Track: Service Engineering and Service Management
Abstract
By reducing Mean Time to Recovery (MTTR) companies can minimize the duration of system outages and restore services promptly, thereby reducing the impact on the business. Typically, in a Contact Centers or IT Service Desk environment, once the ticket has been tagged in critical status, a serious issue is identified and defined as a problem (e.g., bug or incident, not an enhancement request), this could impact a client or trial’s workflow to the point where existing or new revenue is at risk. This research conducted a case study of an actual IT service desk company based in Manila, Philippines on how they handled “Critical Tickets” due to system-wide outages or unexpected downtime of software products. The identified causes of High MTTR that were based on the data of Fiscal Year 2022 were the primary basis.

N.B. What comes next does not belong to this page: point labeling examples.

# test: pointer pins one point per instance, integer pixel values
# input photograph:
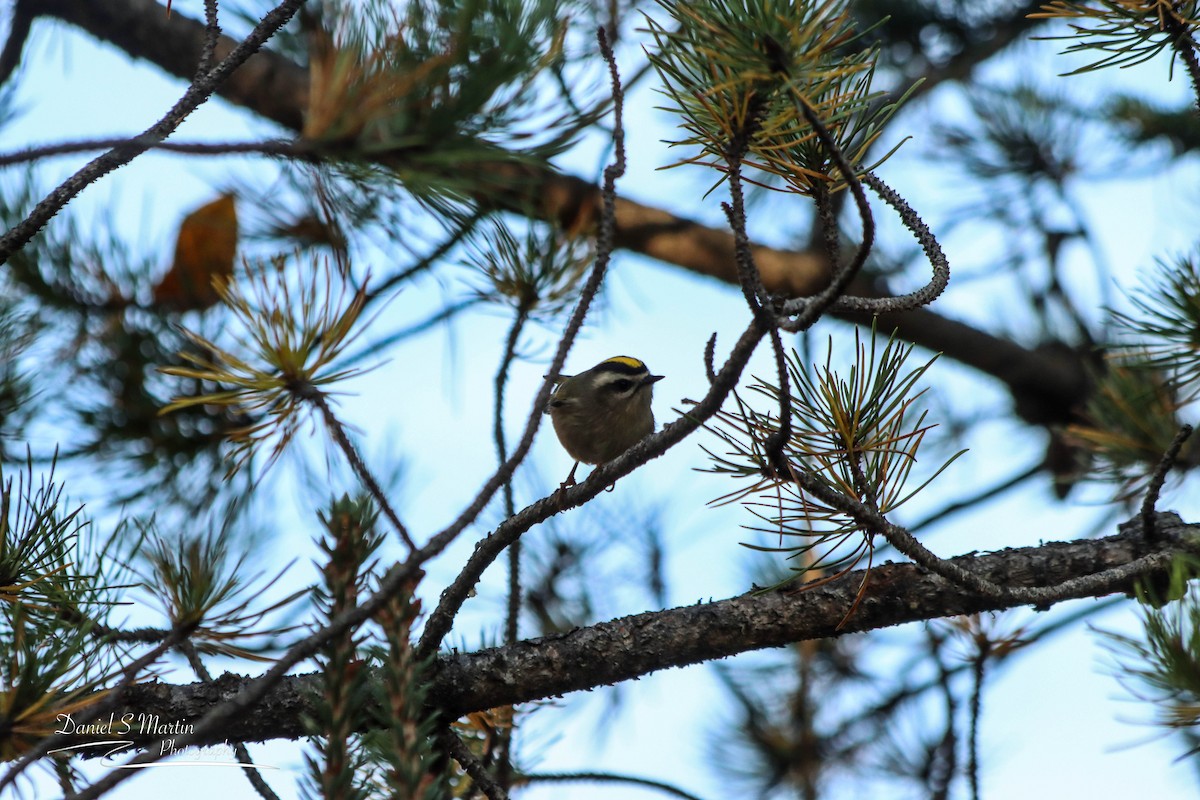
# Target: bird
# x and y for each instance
(603, 411)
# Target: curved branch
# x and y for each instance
(1045, 385)
(628, 648)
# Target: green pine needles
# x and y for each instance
(743, 76)
(857, 434)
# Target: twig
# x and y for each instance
(1183, 44)
(281, 148)
(441, 620)
(211, 36)
(978, 669)
(109, 703)
(1149, 529)
(757, 300)
(239, 749)
(609, 777)
(197, 94)
(352, 455)
(504, 741)
(18, 34)
(489, 549)
(976, 499)
(479, 775)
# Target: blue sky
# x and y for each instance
(1051, 725)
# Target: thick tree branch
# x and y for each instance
(1047, 386)
(631, 647)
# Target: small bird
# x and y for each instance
(603, 411)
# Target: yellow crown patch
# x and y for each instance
(634, 364)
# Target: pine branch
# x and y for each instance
(1045, 385)
(637, 645)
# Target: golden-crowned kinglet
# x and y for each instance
(601, 413)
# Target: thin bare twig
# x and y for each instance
(606, 777)
(441, 620)
(106, 705)
(239, 749)
(196, 95)
(18, 34)
(211, 36)
(478, 773)
(352, 455)
(1157, 480)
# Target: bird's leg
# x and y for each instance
(570, 479)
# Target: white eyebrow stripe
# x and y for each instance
(610, 378)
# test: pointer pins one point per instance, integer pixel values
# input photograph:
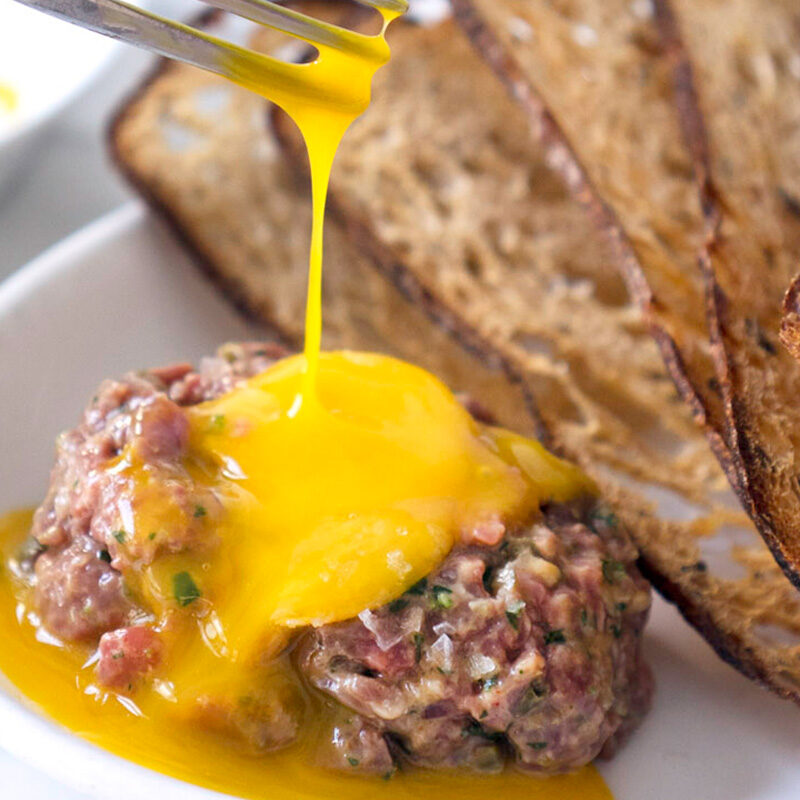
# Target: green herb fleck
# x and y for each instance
(555, 637)
(698, 566)
(442, 597)
(487, 578)
(513, 610)
(30, 549)
(398, 605)
(418, 641)
(184, 588)
(612, 569)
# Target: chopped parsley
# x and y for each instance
(487, 578)
(442, 597)
(555, 636)
(184, 588)
(513, 610)
(612, 569)
(398, 605)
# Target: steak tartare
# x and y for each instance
(524, 645)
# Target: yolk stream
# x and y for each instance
(337, 480)
(327, 511)
(323, 98)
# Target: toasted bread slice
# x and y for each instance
(735, 104)
(461, 215)
(739, 106)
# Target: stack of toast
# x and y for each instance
(583, 214)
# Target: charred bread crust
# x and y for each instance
(746, 457)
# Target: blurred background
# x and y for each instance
(58, 88)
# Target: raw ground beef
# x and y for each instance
(524, 644)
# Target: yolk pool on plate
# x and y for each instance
(57, 681)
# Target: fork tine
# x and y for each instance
(135, 26)
(168, 38)
(296, 24)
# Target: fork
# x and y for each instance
(181, 42)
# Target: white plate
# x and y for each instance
(47, 63)
(120, 295)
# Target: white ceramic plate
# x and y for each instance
(46, 63)
(121, 295)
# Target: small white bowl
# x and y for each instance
(46, 63)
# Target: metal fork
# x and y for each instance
(133, 25)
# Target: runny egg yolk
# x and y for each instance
(321, 507)
(8, 98)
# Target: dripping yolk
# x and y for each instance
(322, 506)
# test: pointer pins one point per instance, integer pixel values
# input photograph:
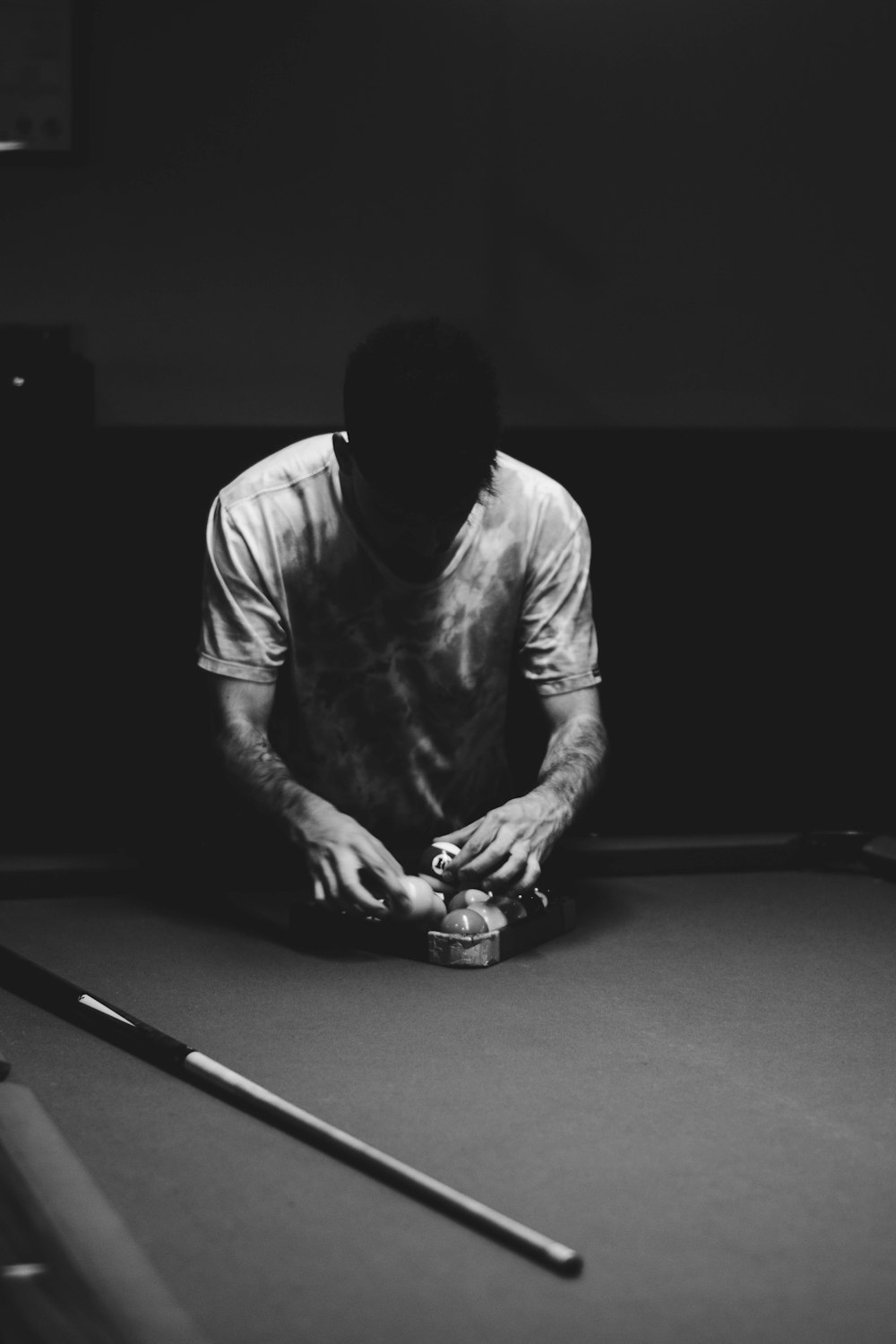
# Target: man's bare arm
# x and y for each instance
(575, 755)
(508, 846)
(339, 852)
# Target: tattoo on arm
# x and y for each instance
(573, 765)
(261, 774)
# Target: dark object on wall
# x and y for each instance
(43, 82)
(43, 382)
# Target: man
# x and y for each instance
(367, 596)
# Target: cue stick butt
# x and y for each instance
(70, 1268)
(520, 1238)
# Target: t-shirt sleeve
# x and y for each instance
(557, 642)
(242, 633)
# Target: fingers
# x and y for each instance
(358, 884)
(497, 857)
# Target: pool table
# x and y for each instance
(694, 1088)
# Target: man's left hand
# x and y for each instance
(504, 849)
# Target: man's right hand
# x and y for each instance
(349, 867)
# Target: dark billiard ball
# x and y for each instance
(533, 902)
(493, 917)
(463, 921)
(461, 900)
(512, 908)
(435, 859)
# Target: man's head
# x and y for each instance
(421, 409)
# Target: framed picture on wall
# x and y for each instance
(42, 81)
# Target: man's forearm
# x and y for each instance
(573, 769)
(255, 769)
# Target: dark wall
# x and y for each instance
(656, 214)
(743, 601)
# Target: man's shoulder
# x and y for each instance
(304, 465)
(528, 487)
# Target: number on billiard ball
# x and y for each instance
(435, 859)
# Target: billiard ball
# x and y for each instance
(435, 883)
(435, 859)
(465, 898)
(419, 902)
(533, 902)
(512, 908)
(493, 917)
(463, 921)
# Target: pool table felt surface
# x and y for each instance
(694, 1088)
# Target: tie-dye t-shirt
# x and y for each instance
(392, 695)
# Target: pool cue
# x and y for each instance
(50, 991)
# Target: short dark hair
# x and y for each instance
(419, 397)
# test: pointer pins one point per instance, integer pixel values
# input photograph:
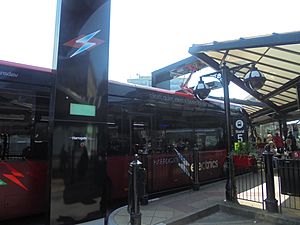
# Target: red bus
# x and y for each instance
(163, 127)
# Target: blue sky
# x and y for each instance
(146, 35)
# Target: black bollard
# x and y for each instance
(230, 188)
(271, 202)
(196, 184)
(144, 198)
(133, 196)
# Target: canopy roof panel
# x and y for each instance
(277, 56)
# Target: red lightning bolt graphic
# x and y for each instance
(13, 176)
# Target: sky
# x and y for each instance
(146, 35)
(24, 38)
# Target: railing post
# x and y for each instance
(196, 169)
(133, 196)
(271, 202)
(144, 196)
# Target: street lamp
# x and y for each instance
(254, 80)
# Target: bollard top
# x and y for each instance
(136, 160)
(268, 149)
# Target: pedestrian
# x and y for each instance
(293, 141)
(278, 141)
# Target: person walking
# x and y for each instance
(278, 141)
(293, 141)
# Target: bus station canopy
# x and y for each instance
(277, 56)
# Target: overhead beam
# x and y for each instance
(286, 86)
(213, 64)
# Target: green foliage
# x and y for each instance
(245, 148)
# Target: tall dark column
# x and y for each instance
(79, 186)
(230, 184)
(271, 202)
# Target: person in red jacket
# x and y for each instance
(278, 141)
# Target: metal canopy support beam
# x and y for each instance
(212, 63)
(265, 41)
(240, 101)
(288, 85)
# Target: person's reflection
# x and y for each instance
(82, 164)
(102, 180)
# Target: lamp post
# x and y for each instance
(254, 80)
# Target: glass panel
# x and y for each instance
(23, 126)
(292, 47)
(277, 101)
(288, 95)
(283, 98)
(233, 59)
(280, 72)
(242, 54)
(260, 50)
(271, 83)
(281, 64)
(285, 55)
(292, 90)
(271, 76)
(269, 89)
(261, 91)
(215, 54)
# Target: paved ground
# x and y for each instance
(173, 206)
(195, 207)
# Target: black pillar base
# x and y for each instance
(196, 187)
(272, 205)
(144, 200)
(136, 219)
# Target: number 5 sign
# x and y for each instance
(240, 130)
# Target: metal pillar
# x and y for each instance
(196, 169)
(230, 184)
(271, 202)
(133, 197)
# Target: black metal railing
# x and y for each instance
(250, 181)
(275, 185)
(289, 183)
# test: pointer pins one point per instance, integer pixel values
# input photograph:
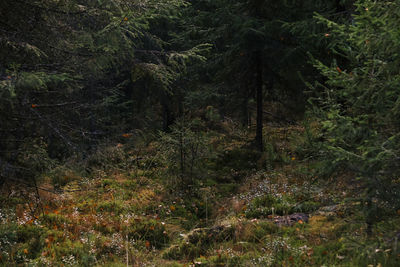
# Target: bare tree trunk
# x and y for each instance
(259, 96)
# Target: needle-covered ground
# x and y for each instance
(242, 209)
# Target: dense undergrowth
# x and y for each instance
(133, 204)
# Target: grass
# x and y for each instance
(135, 214)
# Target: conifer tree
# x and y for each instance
(359, 105)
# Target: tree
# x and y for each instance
(359, 105)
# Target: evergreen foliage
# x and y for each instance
(359, 103)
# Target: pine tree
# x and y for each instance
(359, 106)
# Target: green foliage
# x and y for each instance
(148, 230)
(184, 150)
(359, 102)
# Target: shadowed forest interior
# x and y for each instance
(199, 133)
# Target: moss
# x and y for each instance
(261, 207)
(149, 230)
(116, 207)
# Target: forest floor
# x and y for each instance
(244, 212)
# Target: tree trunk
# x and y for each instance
(259, 96)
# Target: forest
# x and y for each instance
(199, 133)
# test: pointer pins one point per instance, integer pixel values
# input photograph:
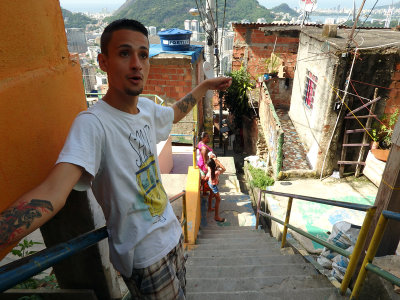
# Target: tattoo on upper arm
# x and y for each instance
(13, 219)
(187, 103)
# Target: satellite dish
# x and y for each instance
(208, 70)
(308, 5)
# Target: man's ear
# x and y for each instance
(102, 61)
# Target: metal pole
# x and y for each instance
(288, 210)
(209, 55)
(373, 247)
(355, 256)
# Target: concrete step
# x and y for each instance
(244, 260)
(228, 229)
(261, 284)
(297, 294)
(250, 271)
(258, 245)
(236, 240)
(225, 233)
(239, 234)
(234, 252)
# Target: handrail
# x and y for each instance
(24, 268)
(371, 252)
(353, 257)
(355, 206)
(184, 221)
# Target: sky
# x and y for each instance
(110, 5)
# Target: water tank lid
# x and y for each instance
(173, 31)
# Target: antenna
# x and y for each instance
(389, 15)
(306, 7)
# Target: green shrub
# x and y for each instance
(259, 178)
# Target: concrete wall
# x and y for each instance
(314, 125)
(272, 130)
(280, 91)
(41, 92)
(252, 46)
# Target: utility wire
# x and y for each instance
(201, 18)
(223, 25)
(373, 7)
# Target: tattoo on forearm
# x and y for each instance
(14, 219)
(187, 103)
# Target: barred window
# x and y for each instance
(309, 91)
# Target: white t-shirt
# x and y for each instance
(118, 152)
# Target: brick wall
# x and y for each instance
(169, 81)
(252, 47)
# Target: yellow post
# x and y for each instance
(355, 256)
(288, 210)
(373, 247)
(185, 234)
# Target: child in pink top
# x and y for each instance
(213, 180)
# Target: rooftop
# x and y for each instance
(364, 38)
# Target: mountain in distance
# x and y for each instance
(173, 13)
(284, 8)
(76, 20)
(395, 5)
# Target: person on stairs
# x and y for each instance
(212, 178)
(202, 157)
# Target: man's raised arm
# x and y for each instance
(37, 206)
(184, 105)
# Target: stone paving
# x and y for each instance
(293, 150)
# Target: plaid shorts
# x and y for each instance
(165, 279)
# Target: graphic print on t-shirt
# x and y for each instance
(147, 178)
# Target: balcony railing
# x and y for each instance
(353, 257)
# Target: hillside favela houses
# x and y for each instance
(314, 99)
(314, 65)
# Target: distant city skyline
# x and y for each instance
(98, 5)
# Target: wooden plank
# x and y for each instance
(356, 145)
(364, 106)
(348, 162)
(365, 136)
(357, 130)
(360, 117)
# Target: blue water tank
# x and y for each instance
(175, 39)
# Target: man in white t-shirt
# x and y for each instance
(111, 148)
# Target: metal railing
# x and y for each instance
(184, 221)
(353, 257)
(372, 249)
(24, 268)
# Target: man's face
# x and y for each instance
(127, 62)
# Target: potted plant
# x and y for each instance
(382, 135)
(272, 65)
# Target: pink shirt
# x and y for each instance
(200, 162)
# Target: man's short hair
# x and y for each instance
(118, 25)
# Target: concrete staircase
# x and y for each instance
(236, 262)
(232, 260)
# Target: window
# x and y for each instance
(309, 91)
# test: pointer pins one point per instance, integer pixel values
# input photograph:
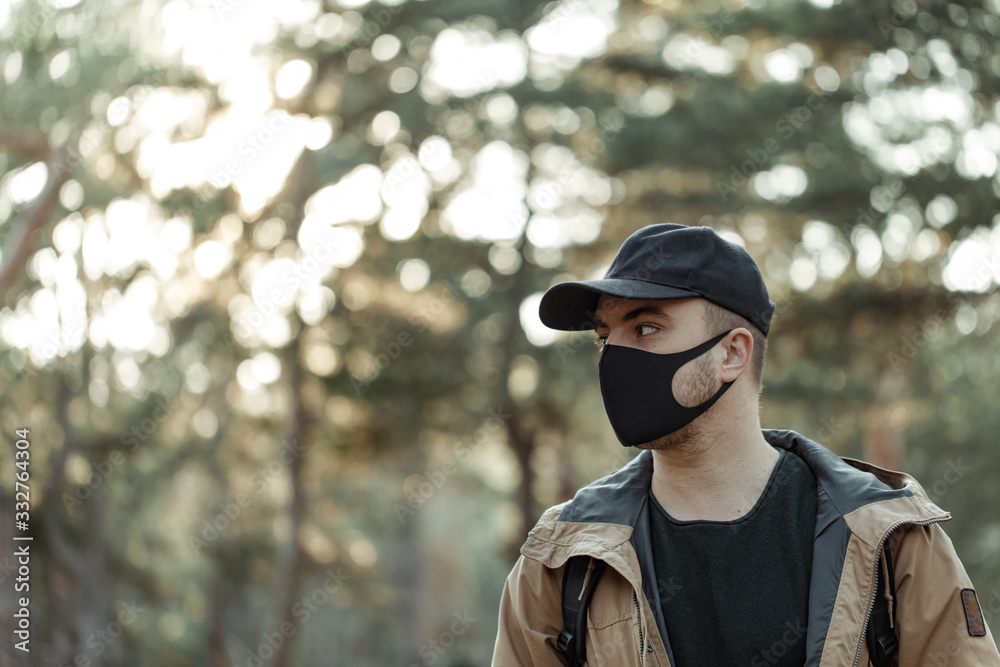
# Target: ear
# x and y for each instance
(738, 346)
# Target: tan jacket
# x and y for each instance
(860, 506)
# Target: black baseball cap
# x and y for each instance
(666, 261)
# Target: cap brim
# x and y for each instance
(572, 306)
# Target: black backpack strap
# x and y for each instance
(580, 578)
(882, 642)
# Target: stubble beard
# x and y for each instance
(698, 387)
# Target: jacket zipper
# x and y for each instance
(642, 646)
(871, 601)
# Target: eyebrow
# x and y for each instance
(635, 313)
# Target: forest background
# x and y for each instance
(270, 274)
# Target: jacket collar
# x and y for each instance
(617, 501)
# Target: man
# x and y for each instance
(722, 544)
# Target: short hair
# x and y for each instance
(719, 319)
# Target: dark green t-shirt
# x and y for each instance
(735, 593)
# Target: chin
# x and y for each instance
(684, 436)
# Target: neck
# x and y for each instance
(717, 471)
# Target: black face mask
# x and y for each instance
(638, 393)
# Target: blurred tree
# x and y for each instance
(270, 276)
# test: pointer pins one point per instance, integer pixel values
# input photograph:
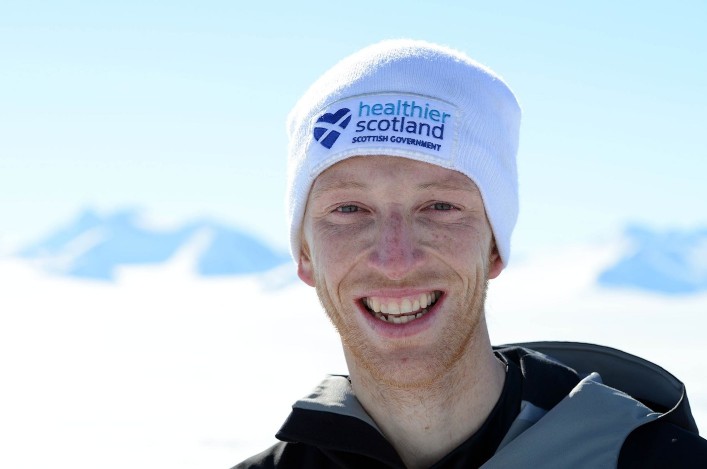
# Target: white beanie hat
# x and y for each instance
(415, 100)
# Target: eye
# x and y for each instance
(441, 206)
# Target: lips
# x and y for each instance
(401, 310)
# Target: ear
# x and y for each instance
(304, 266)
(495, 263)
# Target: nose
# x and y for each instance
(396, 252)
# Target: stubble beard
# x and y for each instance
(415, 371)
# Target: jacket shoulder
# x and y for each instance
(283, 455)
(662, 444)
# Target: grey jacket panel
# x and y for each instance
(585, 430)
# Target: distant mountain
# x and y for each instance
(94, 245)
(670, 262)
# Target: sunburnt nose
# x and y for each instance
(396, 252)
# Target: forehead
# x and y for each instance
(364, 171)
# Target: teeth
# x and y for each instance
(399, 311)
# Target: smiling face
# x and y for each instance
(400, 252)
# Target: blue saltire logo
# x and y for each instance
(325, 132)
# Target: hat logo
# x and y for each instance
(326, 131)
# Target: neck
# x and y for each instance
(425, 423)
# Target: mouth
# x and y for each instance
(401, 310)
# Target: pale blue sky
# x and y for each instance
(179, 107)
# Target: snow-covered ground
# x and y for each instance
(165, 369)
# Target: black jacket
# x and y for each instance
(553, 412)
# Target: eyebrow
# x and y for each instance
(337, 184)
(449, 185)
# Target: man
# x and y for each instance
(402, 200)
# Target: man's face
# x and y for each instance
(400, 252)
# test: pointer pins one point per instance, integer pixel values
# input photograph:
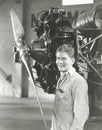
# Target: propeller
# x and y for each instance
(18, 32)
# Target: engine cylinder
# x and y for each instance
(91, 18)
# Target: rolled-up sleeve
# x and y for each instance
(81, 104)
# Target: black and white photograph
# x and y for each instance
(50, 65)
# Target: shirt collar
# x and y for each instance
(71, 71)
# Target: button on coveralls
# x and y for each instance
(71, 108)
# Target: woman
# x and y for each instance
(71, 108)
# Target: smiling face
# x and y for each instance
(64, 61)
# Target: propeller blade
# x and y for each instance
(17, 27)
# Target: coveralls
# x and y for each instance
(71, 107)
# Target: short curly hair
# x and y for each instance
(68, 49)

The identified root cause is the following: (1) Not meeting the required Service Level Agreement (SLA) for a minimum Average Handling Time of 15 mins. (2) Promptness of the scheduled EOC in acknowledging and Responding to Emergency Critical System Alerts. (3) Availability of Dedicated Software Dev Engineers / Product Specialists from a different region to respond to Critical Paging Alert. Based on the identified causes, the study proposed two major solutions to address the uncontrolled MTTR in responding to Critical Tickets. First, the enhancement of the current Customer Relationship Management (CRM) User Interface (UI) by conducting usability testing based on the (ISO 9241-11) metrics. The SUM results of enhanced CRM UI give 6.97 higher compared to the existing CRM design. The Effectiveness improved for getting 100% quality, the Efficiency having 90.45% quality, and the User-Satisfaction garnering 90.67%. Second, is the implementation of RoboEOC for full automation of the paging alerts system replaces the EOC as the main personnel that responds to/acknowledges the ticket once it was tagged as critical. This brings a well-automated paging of the concerned team (On-Call Software Engineers / Product Specialists) based on the product that was used to file the ticket. RoboEOC also features “Squadcast-On call scheduling”. This feature is a way to see who is in charge and when they oversee a specific critical ticket. A workflow Simulation using ARENA was also performed to test the newly proposed workflow if it will do a significant change in lowering the MTTR and handling time of Engineers/Specialists.